Winfried Glatzeder muss es auch so gegangen sein. Im Foyer des Filmkunst 66, einem etwas staubigen Westberliner Kino, stand der noch immer sehr große und nicht mehr ganz so schöne Schauspieler und drückte seiner Bundeskanzlerin einen Strauß offenbar von ihm selbst in Alufolie gewickelter Maiglöckchen in die Hand. 185 Kameras. Ach, sagte die mächtigste Frau der Welt, wie schön. In meinem Garten sind die noch nicht so weit. Dann umarmte sie Herrn Glatzeder, Angelica Domröse, Hilmar Thate und Andreas Dresen für die Fotografen, und das Ganze sah so aus, als hätte die SuperIllu zu einem Heimatabend geladen.
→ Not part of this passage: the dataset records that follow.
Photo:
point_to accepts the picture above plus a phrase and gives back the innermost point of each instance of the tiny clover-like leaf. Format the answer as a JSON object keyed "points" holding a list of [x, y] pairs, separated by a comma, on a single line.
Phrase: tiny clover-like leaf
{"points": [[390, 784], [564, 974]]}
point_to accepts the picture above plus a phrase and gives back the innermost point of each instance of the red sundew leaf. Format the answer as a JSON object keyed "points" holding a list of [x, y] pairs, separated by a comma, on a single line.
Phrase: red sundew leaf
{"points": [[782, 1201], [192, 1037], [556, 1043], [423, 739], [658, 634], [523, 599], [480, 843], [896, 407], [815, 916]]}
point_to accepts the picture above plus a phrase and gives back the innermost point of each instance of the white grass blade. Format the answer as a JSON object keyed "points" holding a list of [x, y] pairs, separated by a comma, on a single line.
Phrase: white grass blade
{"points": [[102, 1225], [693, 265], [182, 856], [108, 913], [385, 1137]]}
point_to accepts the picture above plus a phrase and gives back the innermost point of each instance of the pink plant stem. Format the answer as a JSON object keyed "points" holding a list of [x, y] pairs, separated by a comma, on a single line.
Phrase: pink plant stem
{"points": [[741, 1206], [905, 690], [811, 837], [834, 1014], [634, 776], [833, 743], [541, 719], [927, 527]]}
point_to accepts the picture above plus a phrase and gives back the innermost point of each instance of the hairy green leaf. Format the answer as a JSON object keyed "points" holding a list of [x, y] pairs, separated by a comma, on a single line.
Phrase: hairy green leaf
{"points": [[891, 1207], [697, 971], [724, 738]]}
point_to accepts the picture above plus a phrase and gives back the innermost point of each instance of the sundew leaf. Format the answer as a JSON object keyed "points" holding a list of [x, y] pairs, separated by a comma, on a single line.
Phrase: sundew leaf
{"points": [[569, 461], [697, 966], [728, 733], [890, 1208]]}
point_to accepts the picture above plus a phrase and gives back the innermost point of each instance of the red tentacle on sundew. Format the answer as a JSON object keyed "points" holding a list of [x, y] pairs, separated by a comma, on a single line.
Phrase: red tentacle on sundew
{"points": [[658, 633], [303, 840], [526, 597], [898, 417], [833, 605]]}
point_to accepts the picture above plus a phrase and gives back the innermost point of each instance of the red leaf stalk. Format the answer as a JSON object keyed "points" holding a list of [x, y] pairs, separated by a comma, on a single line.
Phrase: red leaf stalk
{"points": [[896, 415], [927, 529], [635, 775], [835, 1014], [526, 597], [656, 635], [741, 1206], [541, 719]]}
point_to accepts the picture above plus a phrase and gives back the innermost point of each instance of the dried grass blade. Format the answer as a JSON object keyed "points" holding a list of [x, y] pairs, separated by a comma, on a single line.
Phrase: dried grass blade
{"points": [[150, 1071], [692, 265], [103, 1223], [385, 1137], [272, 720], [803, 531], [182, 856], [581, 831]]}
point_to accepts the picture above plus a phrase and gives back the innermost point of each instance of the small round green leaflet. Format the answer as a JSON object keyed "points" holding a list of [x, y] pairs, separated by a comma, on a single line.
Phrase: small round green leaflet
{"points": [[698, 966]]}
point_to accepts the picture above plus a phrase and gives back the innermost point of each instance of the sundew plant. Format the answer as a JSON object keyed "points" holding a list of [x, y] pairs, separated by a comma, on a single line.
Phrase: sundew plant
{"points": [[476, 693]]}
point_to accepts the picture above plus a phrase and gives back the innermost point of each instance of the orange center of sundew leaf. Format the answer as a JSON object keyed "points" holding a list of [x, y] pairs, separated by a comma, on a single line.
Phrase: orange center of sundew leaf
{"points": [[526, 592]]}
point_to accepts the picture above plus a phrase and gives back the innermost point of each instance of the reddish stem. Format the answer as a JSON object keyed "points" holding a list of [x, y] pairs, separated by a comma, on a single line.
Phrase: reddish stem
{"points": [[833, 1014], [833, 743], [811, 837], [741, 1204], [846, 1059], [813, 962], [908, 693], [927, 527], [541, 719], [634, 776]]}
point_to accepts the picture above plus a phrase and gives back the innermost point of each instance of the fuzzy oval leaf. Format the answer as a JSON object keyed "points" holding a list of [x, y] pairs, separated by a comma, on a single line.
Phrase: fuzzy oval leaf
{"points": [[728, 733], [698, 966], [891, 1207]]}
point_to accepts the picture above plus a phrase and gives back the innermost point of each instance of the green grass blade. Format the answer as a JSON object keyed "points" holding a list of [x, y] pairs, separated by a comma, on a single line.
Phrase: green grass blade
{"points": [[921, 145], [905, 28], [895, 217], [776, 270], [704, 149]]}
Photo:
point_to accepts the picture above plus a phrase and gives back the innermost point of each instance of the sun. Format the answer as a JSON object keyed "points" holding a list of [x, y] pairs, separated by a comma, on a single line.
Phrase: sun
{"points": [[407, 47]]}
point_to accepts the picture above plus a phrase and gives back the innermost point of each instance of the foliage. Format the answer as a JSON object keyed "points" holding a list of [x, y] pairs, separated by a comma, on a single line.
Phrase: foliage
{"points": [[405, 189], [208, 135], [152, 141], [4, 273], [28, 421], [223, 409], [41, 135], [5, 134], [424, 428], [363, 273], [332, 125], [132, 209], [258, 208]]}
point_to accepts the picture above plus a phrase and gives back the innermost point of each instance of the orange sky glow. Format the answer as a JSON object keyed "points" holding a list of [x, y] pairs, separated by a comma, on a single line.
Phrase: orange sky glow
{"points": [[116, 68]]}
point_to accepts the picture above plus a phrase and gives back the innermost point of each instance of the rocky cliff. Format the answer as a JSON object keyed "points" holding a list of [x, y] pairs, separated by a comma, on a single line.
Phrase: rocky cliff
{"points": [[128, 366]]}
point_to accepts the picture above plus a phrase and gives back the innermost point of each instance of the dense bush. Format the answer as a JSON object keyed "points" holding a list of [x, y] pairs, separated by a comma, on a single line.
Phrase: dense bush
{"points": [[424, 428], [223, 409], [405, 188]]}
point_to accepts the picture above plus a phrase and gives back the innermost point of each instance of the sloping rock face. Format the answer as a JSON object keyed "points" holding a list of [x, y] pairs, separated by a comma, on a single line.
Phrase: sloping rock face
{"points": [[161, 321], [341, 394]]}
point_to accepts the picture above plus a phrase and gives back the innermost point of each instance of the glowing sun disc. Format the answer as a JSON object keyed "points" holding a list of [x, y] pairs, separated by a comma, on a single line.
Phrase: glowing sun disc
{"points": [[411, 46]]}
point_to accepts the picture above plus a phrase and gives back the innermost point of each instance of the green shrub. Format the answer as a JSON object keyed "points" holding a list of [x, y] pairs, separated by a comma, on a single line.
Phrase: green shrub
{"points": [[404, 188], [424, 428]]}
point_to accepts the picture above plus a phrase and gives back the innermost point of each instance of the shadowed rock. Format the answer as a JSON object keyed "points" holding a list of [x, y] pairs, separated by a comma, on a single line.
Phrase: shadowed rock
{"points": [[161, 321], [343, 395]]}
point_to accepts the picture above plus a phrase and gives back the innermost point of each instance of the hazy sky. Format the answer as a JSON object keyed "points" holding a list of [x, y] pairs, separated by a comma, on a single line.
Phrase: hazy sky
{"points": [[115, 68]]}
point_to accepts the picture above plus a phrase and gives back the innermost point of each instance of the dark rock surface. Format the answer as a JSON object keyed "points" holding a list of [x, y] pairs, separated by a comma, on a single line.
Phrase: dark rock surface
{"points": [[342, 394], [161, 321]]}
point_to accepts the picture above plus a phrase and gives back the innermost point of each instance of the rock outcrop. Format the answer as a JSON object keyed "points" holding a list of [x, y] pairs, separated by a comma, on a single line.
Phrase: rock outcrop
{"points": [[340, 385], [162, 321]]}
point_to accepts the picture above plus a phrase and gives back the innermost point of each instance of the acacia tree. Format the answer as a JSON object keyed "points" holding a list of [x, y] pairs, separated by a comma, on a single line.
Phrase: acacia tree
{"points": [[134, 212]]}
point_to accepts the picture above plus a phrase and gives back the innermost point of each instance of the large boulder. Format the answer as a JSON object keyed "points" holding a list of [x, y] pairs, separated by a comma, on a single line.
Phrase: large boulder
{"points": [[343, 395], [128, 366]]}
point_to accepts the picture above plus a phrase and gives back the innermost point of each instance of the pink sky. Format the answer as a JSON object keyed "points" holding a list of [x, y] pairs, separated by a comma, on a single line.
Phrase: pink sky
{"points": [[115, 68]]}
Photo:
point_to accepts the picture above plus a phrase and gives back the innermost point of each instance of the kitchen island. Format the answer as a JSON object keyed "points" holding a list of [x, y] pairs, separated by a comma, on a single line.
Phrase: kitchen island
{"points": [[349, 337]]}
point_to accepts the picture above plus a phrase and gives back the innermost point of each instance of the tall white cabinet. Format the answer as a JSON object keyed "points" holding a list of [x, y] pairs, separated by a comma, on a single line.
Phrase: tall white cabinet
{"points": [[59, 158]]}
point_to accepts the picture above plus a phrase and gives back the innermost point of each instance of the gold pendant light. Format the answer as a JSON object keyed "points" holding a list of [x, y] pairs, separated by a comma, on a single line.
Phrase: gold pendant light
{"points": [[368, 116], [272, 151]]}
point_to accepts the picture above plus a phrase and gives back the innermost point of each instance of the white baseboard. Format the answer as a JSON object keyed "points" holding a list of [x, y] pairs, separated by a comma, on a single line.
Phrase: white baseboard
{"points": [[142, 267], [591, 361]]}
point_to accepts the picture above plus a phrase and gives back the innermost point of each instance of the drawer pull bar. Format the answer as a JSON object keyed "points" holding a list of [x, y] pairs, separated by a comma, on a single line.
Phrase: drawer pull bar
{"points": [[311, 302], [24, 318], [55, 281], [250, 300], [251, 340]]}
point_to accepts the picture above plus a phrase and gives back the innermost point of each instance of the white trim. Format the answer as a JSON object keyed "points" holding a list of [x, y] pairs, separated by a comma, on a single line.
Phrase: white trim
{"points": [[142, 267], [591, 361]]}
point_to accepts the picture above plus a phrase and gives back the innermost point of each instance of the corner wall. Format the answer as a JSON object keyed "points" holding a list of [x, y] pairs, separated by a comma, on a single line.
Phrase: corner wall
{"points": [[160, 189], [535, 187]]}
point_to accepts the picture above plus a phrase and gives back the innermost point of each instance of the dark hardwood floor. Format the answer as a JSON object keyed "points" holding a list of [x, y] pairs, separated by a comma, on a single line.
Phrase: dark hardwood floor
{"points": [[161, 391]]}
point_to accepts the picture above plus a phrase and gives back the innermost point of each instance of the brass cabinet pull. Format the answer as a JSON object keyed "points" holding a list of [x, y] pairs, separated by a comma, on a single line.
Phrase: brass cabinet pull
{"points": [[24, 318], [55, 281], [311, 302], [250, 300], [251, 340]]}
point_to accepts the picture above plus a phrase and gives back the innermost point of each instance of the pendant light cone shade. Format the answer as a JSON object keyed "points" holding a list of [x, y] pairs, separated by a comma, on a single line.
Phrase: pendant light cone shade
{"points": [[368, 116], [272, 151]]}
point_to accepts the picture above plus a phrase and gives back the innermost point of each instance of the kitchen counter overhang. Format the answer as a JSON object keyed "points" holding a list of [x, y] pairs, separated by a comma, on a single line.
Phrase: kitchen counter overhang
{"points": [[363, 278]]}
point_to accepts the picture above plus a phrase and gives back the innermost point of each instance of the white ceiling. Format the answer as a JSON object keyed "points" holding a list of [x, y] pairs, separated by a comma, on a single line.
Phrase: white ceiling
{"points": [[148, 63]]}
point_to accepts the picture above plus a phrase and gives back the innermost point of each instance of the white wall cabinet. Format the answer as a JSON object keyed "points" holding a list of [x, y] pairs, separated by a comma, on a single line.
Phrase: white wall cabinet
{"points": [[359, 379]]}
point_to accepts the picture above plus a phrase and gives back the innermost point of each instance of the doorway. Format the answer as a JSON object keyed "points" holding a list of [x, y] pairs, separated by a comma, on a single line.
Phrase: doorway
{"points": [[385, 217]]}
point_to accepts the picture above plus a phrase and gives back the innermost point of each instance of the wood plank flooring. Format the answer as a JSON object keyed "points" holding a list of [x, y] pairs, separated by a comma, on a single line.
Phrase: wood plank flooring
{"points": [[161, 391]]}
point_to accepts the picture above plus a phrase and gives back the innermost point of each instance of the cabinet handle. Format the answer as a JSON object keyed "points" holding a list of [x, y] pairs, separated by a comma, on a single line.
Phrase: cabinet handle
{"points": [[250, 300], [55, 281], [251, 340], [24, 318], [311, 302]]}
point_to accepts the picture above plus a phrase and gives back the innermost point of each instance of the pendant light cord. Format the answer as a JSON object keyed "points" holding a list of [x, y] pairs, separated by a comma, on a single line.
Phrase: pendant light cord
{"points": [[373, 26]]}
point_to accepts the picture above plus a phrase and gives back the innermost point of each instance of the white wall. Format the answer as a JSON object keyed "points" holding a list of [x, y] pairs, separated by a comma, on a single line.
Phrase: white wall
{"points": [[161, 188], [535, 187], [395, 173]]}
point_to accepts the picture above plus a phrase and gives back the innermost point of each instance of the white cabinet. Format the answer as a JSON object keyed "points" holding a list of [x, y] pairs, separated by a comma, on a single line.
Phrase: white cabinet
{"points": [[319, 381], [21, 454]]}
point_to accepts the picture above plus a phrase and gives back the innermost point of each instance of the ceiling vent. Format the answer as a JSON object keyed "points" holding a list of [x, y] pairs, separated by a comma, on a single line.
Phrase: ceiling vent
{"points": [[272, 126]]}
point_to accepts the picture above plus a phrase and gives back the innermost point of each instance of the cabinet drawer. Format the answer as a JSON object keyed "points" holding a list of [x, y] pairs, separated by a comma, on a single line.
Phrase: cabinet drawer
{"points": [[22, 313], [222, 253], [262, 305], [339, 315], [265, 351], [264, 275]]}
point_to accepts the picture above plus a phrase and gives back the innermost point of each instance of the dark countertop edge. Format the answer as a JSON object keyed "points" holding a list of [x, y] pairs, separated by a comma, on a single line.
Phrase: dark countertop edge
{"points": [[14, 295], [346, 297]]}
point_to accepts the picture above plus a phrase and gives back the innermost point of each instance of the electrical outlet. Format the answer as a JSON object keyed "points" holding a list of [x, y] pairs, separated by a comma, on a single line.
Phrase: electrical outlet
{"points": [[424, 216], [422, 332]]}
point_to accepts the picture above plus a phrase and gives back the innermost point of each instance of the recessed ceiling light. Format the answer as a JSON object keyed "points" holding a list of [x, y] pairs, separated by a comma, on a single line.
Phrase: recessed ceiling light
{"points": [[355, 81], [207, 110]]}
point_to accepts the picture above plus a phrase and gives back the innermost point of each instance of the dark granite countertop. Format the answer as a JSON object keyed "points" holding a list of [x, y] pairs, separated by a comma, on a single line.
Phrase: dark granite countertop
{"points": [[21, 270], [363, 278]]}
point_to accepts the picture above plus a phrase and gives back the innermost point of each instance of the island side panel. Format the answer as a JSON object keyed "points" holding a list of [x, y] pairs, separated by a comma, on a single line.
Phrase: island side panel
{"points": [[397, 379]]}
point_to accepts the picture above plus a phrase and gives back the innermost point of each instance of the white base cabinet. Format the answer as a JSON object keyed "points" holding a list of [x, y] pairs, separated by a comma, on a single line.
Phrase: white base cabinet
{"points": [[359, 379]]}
Also ehrlich: ganz schön eigentlich. Einem selbst war an diesen Menschen ja auch nichts Fremdes, denn was sie verband, lag hier und heute offen zutage. Oft kommt so etwas nicht vor.

Seit 40 Jahren nicht gesehen

Die Legende von Paul und Paula ist Angela Merkels Lieblingsfilm, deshalb hat sie ihn sich für die Reihe „Mein Film“ ausgesucht. Mit dem zeitgleichen Erscheinen eines Buches über ihr angeblich erstes Leben, in dem wenig Neues steht, hatte dieser Abend nichts zu tun. Und so gestand sie, den Film seit 40 Jahren nicht gesehen zu haben. Vörzig!, raunte es erschrocken durchs Publikum. Und wirklich, der Film stammt aus dem Frühjahr 1973, und Merkel hat ihn als 19-jährige Studentin in Leipzig gesehen. Mit wem, wisse sie nicht mehr, und nein, geknutscht habe sie im Kino damals auch nicht. Sagt sie, so sinngemäß.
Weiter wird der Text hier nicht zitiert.